Corps rewrites proposal on easing limits on wetlands development
Published 10:53 pm Saturday, May 26, 2007
The U.S. Army Corps of Engineers has approved a new permit to ease restrictions on development in Gulf Coast wetlands.
The permit will allow developers to fill in up to three acres of “low quality” wetlands in south Mississippi without an individual permit from the corps for each project. The so-called regional general permit does not affect wetlands in neighboring Louisiana and Alabama and is for residential developments only.
The permit has been in development since Hurricane Katrina hit the coast in August 2005.
It applies only in Harrison, Hancock, Jackson, George, Stone and Pearl River counties. The permit is valid for two years, but may be renewed for up to five years.
Corps officials said they will coordinate with state and federal agencies on all applications, much in the same way it does on individual permits.
The corps, which regulates and protects navigable waters and adjacent wetlands, said the change will streamline and accelerate the regulatory process to allow people to rebuild along the coast.
“This regional general permit takes into account the many comments and concerns we received from the public, federal, state and local agencies when the regional permit was proposed last October,” corps spokesman E. Patrick Robbins said Friday.
Robbins said the new regional permit does not “alleviate the need for an applicant to follow the rules and regulation.”
“The only difference between an individual permit and a regional permit is if the applicant has met all the requirements and it has been validated, the 30-day public notice and individual environmental assessment won’t be required. The RGP streamlines the process but doesn’t change the basic requirements,” he said.
Robbins said the corps’ Mobile District, which issued the new rules, will create a Web site listing all permits granted and requirements placed on developers.

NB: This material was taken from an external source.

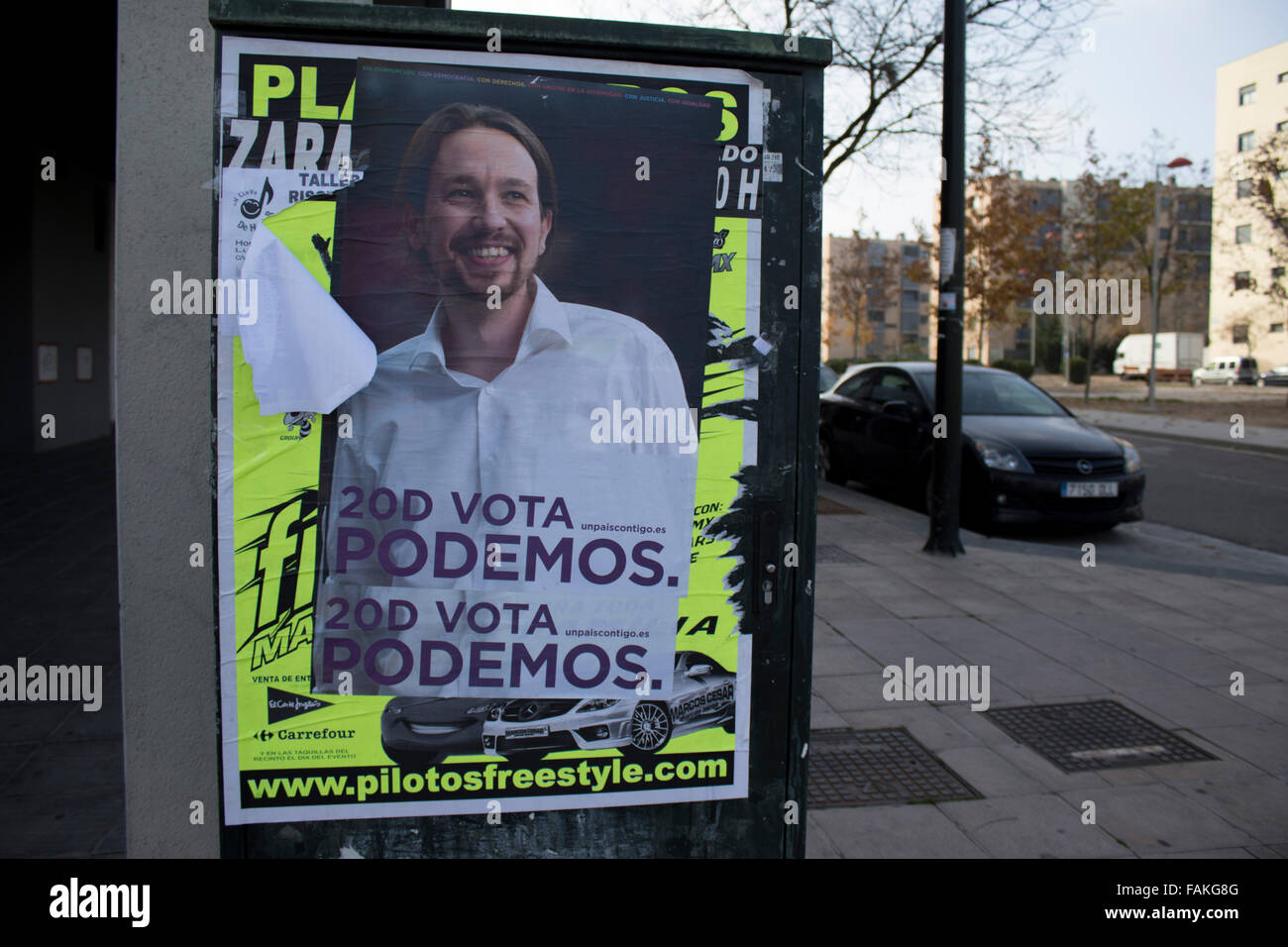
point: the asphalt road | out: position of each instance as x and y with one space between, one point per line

Robbins said developers will need to certify their own impact on federally regulated waters and wetlands. They will also need to list their work to offset the impacts.
Opponents argue the corps has not proven a need to change the rules for filling wetlands. They say the change will weaken protections to wetlands, which filter pollutants from water supplies and absorb the impacts of tropical storms, among other important functions.
“This is not helpful,” said Mark LaSalle, the Gulf Coast project director for Audubon Mississippi. “The rules made sense before the hurricane. Now it makes even more sense to be more protective of our wetlands. I don’t follow the corps’ logic.”
Robert Wiygul, a Biloxi attorney active in wetlands protection, said the new permit would theoretically allow an unlimited amount of wetlands to be filled three acres at a time. Because the impact could be so large, he said, a formal environmental impact analysis should be completed under the national environmental protection law.
“This regional permit is a classic solution in search of a problem,” Wiygul said. “I feel safe saying there are a lot of citizens and groups looking very hard at a court challenge to this decision.”